At the beginning of each semester students will be afforded a set amount of money to spend on printing over the course of their studies.
Each page printed will be deducted from that sum, with black and white pages costing $0.10 and color pages $0.50.
Additional pages will be purchased through an online transaction with a debit or credit card.
Leftover lab dollars will not be transferable from semester to semester.
“The objective is that students who do not print excessively will have enough free pages to meet their needs each semester,” Jamison said.
To date, a staggering total of 1,600,407 pages have been printed since the beginning of the semester.
Students who contributed a thousand pages or more to this figure were contacted via email just before spring break.
One of these students, sophomore Thomas Lizza, expressed his concern over the new policy.
“I understand some people abuse the free printing in the labs and bump up the cost of cartridges and paper, but a university should have to deal with those kind of expenses,” he said.
“It’s not like any of us are coming to school and using the facilities for free anyway.”
Jeffrey can be reached at jpalmer@ut.edu.

I really hope that this policy has been rethought and will not be instated at the beginning of the semester. I’m sure some people do abuse our free printing, and I am totally against that. However, the University needs to suck it up. I’m being abused by being charged ridiculously high “rent” for on-campus housing and being charged $7 for a shitty cheeseburger in Spartan Club when I run out of meal exchanges.

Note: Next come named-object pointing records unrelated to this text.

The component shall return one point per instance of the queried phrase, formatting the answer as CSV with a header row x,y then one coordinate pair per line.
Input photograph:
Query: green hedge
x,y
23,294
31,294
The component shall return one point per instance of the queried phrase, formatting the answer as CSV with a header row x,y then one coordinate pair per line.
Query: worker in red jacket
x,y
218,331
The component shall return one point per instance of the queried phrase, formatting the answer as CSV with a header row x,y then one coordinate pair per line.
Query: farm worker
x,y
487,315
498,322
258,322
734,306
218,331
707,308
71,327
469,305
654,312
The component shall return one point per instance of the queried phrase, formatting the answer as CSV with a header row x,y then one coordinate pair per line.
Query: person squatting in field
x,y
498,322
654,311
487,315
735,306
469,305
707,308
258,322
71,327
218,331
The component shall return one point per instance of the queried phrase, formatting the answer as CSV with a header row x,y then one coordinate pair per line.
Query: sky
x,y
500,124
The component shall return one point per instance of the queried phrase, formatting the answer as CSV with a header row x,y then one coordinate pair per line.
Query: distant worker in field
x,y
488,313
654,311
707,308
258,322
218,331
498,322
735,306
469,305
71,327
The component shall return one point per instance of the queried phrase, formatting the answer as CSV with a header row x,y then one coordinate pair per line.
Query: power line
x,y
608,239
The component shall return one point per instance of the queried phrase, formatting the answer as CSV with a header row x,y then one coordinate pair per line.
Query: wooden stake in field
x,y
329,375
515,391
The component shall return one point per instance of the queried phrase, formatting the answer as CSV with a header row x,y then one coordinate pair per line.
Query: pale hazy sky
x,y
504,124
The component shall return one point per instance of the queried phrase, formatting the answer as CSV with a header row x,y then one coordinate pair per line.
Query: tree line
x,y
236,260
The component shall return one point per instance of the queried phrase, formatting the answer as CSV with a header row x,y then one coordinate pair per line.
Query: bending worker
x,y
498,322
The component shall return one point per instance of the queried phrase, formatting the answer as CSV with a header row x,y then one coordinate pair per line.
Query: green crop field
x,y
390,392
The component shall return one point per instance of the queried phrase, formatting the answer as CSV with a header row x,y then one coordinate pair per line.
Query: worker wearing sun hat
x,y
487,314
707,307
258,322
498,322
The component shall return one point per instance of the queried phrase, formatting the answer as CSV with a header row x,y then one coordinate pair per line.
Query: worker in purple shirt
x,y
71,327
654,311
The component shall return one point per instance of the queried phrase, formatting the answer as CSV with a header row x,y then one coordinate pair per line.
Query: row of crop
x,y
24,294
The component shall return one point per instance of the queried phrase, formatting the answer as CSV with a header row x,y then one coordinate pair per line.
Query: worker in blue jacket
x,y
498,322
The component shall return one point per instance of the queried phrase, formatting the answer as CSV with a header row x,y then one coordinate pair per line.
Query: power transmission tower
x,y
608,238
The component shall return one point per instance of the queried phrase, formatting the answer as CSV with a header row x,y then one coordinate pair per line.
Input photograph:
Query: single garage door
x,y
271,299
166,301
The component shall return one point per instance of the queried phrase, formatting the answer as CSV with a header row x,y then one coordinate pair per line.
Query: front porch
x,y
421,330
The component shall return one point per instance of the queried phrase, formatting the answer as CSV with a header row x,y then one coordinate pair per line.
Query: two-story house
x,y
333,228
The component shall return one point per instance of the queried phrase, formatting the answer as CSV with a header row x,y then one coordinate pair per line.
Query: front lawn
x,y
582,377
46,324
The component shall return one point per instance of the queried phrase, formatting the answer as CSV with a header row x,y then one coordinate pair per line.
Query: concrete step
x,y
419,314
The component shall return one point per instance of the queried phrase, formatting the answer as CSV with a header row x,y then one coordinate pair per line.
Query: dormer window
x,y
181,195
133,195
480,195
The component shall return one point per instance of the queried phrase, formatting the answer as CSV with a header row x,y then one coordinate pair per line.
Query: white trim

And what happens when somebody forgets to log-out on a computer lab computer (which happens all the time)? I guess I might accidentally print my 40 page lab report at their expense…
Many schools actually do this. As long as there is a resonable amount of money allocated to each student this should be fine. Costs for printing can be expensive, wouldn’t you want the extra money we will be saving to go somewhere where it can have more of an influence for us?
as if we don’t pay enough already… at least we’re getting a chapel right?
I think this is a great idea. I am a student, and I know that the extra cost sucks, but so many people print things unnecessarily for the convenience of having a hard copy, when the work can be just as easily on a computer. Now that people are aware of the cost they will stop being so wasteful. People always talk about making the university more sustainable, but when it come to taking action they balk at the inconvenience of it all. If people didn’t print so excessively this policy never would have been instated in the first place.
This is absolutely ridiculous. Charging students for the paper we already pay for? Some students abuse the opportunity of free printing I am sure, but this is not reason to punish everyone. UT has been going downhill recently, raising tuition but now expecting us to pay a fee for paper. What is next, charging for the ink we use, perhaps charge for every piece of silverware you use in the cafeteria?
I understand the limit, but really? Charging them? Come on!!! Reconfigure where our tuition money goes and increase the bank account for computer paper and ink. I know it’s expensive, but students WILL find other ways to print multiple copies elsewhere, which will decrease the use of campus resources. UT has awesome resources and this will negate the fact.